British health officials warned on Wednesday that the world’s fastest big economy rollout of the vaccine would face a significant reduction in supplies from March 29.

Pfizer Inc and AstraZeneca Plc said their delivery schedules had not been impacted, and Housing Secretary Robert Jenrick refused to be drawn on whether the issue was due to a problem with supply from India.

“We have less supply than we might have hoped for the coming weeks but we expect it to increase again later,” Jenrick told the BBC.

“The vaccine rollout will be slightly slower than we might have hoped but not slower than the target,” he said. “We have every reason to believe that supply will increase in the months of May, June and July.”

Britain is on track to have given a first shot to half of all adults in the next few days, making it one of the fastest countries to roll out a vaccine.

So far 25.27 million people in the United Kingdom have had a vaccine, around 48% of adults, and Jenrick said Britain remained on track to have vaccinated priority groups by April 15 and all adults by the end of July.

“We always said right from the beginning that a new manufacturing process would have its lumps and bumps and that has been the case in the past and I’m sure it will be in the future,” Jenrick told Sky.

“We’re sourcing vaccines from all over the world and we are experiencing occasionally some issues and that’s led to this, this issue with some supply in the coming weeks,” he said.

Asked if the issue was supply from India, he declined to discuss specific contracts.

Britain is rolling out vaccines made by Pfizer and AstraZeneca, with 10 million doses of the 100 million ordered from AstraZeneca coming from the Serum Institute in India.

AstraZeneca said its domestic supply chain, which produces most of its supply for Britain, was unaffected.

“Our U.K. domestic supply chain is not experiencing any disruption and there is no impact on our delivery schedule,” said a spokesman for the firm, which makes the vaccine developed by the University of Oxford.

The announcement of a supply shortfall coincided with a resurgence in tensions with the European Union, which is frustrated by a lack of exports of AstraZeneca’s vaccine from Britain.

The EU threatened on Wednesday to ban exports of COVID-19 vaccines to Britain to safeguard scarce doses for its own citizens, and Jenrick said the threat from European Commission head Ursula von der Leyen was disappointing.

Pfizer, which supplies Britain with shots from Europe, said first-quarter deliveries to the U.K. remained on track and overall supply for the second quarter remained unchanged.

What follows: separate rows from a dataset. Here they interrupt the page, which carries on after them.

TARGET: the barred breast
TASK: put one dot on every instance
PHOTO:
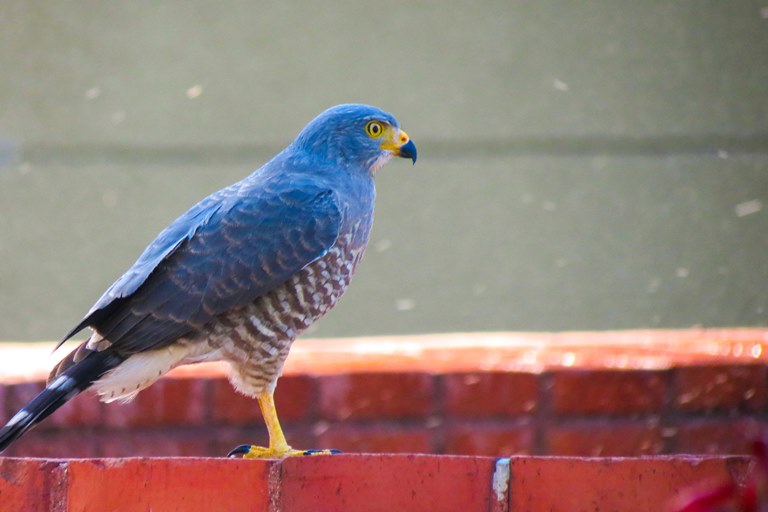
(256, 339)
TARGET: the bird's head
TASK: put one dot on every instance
(357, 136)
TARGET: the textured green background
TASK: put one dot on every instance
(583, 165)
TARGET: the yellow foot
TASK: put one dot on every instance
(249, 451)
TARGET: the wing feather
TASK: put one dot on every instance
(226, 251)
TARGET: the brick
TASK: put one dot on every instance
(721, 387)
(716, 436)
(29, 485)
(53, 443)
(554, 484)
(177, 401)
(487, 394)
(189, 485)
(164, 443)
(493, 440)
(375, 396)
(606, 439)
(223, 439)
(608, 392)
(294, 399)
(385, 482)
(376, 439)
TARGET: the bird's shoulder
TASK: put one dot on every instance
(260, 218)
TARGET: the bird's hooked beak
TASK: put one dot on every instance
(401, 145)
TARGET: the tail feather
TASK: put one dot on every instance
(59, 390)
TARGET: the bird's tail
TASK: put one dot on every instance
(64, 386)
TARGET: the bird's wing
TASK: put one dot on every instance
(223, 253)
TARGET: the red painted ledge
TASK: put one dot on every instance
(623, 393)
(361, 483)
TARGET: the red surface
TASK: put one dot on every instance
(168, 485)
(363, 483)
(707, 388)
(608, 391)
(376, 439)
(606, 438)
(626, 485)
(626, 393)
(481, 394)
(28, 485)
(376, 395)
(478, 439)
(369, 483)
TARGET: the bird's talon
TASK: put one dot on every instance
(243, 449)
(259, 452)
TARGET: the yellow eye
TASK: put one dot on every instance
(374, 129)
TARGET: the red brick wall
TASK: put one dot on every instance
(478, 396)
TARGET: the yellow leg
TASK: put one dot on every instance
(278, 446)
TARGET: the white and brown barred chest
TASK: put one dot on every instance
(256, 339)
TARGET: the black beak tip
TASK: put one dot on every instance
(408, 150)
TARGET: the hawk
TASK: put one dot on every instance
(238, 276)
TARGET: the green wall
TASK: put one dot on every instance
(583, 165)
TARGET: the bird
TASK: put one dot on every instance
(238, 276)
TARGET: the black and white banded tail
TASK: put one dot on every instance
(59, 390)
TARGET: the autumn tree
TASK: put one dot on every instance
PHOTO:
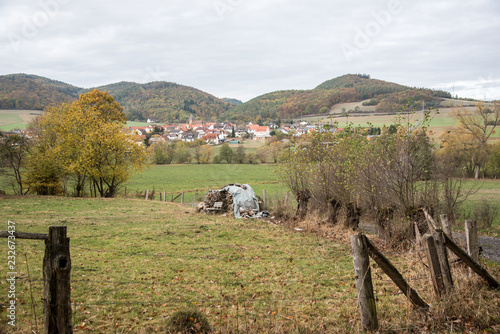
(481, 124)
(226, 153)
(88, 144)
(13, 154)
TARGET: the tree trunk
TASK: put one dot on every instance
(384, 216)
(352, 216)
(302, 198)
(333, 211)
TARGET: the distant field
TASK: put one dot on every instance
(201, 178)
(16, 119)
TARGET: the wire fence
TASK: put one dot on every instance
(297, 298)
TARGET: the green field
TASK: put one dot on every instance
(135, 262)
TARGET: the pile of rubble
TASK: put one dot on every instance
(217, 196)
(226, 198)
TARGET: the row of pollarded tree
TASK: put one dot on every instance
(392, 176)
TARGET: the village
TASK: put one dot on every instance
(215, 133)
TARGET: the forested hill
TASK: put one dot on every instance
(31, 92)
(165, 101)
(387, 97)
(170, 102)
(162, 101)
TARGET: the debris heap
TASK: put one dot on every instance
(225, 195)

Jenrick said he hoped no barriers to the importation of vaccines would be erected by the bloc.

“I was surprised and disappointed by those comments but the Prime Minister had spoken earlier in the year to Ursula von der Leyen and she gave a very clear commitment, which was that the EU would not engage in this sort of activity, that contractual responsibilities would be honored,” Jenrick said.

“And that’s exactly what we intend to do and I hope and expect the EU to stick to their side of the bargain.”